CASSELS – “EPITHET” – as angry and as yet focused an album as I’ve ever heard

Ross McGibbon October 11, 2017 0
CASSELS – “EPITHET” – as angry and as yet focused an album as I’ve ever heard

BIG SCARY MONSTERS      6th October 2017

Punk? Post-punk? I dunno. It’s noisy, very varied and right. It just sounds right and politically, it’s spot-on. It comes from the heart and art from the heart just sounds right.

Sometimes guitar churns, always drums hurtle. This duo of very young looking lads make an extremely self-aware and astute sound, whilst thrashing it up in a proper DIY fashion. For a taste, just grab the opening track, Coup. It laments apathy, ignorance, poverty and yet acknowledges how easy it is to slack off and “illegally stream the latest blockbuster”. They speak for those “caught somewhere between the living and minimum wage”. In Let, they drop in an edited recording of Churchill’s 1941 “never give up” speech, not long after referencing Aldous Huxley. Polymaths!

Packed full of righteous anger, it spits out of their fingertips and tongues, often spoken / declaimed as much as sung, when anger or existential sadness drives the mood. The control of fuzz guitar, crunchy chords and atmosphere is tight and the album is a weaponised tool for inspiration.

Youths stuck at home are simultaneously lamented as impoverished and lambasted as lazy. Britain is described as the home of the ignorant and arrogant.
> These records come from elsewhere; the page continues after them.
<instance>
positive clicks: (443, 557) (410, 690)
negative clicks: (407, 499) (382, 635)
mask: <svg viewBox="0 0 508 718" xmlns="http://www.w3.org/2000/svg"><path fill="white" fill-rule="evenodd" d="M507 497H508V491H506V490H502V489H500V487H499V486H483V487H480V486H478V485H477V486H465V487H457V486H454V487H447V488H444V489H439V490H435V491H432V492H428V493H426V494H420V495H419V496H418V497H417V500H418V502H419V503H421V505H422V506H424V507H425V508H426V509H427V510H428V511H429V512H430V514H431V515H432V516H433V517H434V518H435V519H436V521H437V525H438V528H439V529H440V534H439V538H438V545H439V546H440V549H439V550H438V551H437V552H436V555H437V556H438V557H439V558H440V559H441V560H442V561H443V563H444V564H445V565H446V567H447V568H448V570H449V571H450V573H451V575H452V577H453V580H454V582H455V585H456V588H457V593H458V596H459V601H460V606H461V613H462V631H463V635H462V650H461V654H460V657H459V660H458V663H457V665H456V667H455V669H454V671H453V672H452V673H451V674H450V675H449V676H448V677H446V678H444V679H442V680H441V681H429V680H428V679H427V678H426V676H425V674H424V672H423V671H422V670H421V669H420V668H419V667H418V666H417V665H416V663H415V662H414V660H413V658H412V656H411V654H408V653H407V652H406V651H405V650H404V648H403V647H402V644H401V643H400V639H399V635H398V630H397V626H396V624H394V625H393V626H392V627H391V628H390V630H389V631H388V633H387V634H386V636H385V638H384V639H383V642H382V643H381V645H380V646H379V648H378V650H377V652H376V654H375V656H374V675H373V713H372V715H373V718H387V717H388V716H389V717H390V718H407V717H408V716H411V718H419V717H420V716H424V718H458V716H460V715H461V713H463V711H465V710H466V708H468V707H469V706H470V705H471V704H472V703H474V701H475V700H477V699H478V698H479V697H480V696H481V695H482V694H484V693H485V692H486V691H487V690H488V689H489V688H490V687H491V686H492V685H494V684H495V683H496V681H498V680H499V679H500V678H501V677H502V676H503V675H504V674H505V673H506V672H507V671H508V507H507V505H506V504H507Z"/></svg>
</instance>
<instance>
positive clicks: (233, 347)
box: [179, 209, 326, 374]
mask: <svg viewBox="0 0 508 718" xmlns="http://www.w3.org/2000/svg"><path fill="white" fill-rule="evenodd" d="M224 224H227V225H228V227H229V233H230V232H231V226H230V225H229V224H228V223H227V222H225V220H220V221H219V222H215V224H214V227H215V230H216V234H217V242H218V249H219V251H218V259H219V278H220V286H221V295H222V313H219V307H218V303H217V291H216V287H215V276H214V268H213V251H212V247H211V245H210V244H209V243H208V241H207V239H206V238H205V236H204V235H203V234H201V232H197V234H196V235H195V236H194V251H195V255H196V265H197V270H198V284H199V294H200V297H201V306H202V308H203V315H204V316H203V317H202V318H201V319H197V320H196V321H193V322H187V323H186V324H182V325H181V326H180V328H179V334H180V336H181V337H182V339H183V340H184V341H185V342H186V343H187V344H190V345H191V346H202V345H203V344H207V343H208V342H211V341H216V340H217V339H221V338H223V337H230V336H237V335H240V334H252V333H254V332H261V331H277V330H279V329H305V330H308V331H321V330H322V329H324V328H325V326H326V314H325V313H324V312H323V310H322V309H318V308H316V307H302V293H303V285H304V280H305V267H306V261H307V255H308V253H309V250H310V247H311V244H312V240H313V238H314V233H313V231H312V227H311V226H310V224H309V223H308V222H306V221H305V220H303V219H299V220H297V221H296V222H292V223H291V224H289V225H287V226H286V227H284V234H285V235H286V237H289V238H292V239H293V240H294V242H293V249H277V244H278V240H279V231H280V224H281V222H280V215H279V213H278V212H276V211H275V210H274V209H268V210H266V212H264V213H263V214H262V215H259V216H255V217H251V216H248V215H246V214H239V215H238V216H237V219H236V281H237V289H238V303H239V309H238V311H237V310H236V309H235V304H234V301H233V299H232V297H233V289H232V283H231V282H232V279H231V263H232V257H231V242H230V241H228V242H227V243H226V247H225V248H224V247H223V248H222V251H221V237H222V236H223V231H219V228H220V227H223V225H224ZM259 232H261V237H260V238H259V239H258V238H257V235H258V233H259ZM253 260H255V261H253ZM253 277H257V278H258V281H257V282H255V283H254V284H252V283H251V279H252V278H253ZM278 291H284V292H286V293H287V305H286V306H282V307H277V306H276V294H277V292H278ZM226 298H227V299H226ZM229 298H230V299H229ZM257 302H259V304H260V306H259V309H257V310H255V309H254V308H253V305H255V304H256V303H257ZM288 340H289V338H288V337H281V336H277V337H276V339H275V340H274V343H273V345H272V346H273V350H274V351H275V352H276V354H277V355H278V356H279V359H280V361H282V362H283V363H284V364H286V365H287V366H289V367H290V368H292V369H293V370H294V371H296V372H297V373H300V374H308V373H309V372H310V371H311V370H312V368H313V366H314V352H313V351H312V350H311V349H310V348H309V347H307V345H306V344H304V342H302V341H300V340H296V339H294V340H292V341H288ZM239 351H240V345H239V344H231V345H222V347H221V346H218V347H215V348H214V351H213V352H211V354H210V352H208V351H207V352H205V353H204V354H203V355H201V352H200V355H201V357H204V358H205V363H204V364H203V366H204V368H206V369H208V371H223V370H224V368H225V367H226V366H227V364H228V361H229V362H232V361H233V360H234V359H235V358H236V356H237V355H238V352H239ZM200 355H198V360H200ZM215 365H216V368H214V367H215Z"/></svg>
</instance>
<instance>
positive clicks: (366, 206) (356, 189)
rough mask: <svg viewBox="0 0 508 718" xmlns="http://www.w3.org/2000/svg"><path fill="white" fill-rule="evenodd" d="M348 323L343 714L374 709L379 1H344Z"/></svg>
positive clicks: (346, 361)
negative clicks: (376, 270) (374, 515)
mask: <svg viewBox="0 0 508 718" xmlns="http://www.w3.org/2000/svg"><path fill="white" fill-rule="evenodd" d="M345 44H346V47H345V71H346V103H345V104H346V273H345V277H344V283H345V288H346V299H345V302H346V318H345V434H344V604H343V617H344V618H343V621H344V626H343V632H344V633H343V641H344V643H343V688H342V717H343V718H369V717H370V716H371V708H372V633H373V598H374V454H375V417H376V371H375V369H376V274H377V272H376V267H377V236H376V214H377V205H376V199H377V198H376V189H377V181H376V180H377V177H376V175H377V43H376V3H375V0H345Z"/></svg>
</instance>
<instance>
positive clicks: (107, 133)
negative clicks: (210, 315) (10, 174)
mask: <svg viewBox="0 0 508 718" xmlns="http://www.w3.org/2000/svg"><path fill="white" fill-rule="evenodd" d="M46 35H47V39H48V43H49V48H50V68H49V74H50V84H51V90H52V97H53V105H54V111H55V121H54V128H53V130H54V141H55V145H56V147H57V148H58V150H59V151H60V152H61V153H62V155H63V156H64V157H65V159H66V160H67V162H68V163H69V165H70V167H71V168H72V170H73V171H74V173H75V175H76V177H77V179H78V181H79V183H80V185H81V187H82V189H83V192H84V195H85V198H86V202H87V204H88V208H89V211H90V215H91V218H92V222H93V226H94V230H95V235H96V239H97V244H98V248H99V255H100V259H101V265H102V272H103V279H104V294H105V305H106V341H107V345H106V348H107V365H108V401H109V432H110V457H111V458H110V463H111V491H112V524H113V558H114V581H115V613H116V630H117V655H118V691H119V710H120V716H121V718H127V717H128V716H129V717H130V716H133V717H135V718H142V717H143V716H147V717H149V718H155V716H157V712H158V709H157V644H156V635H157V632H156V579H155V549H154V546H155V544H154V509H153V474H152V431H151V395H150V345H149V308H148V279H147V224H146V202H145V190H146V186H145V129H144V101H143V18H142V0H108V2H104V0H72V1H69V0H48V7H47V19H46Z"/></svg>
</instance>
Some Brexit anger here. Thoughtcrime! The population is slammed for blaming Nestle and Disney for how our kids grow up. On their home town, Chipping Norton, they say “Every tweed-clad soul I despise and hate / Crawled by in a procession of top-of-the-line Range Rovers / with personalised number plates”. There’s no love for anyone here, not till the war against cruelty and stupidity is won.

Jim Beck, lyricist, says “There’s the old cliché that good lyrics stand up on a page without music, but in reality I don’t think many read well at all. At some point I made the conscious decision to try and write words which could be read in isolation without them being obviously identifiable as being from a song.” And he succeeded.

This is as angry and as yet focused an album as I’ve ever heard.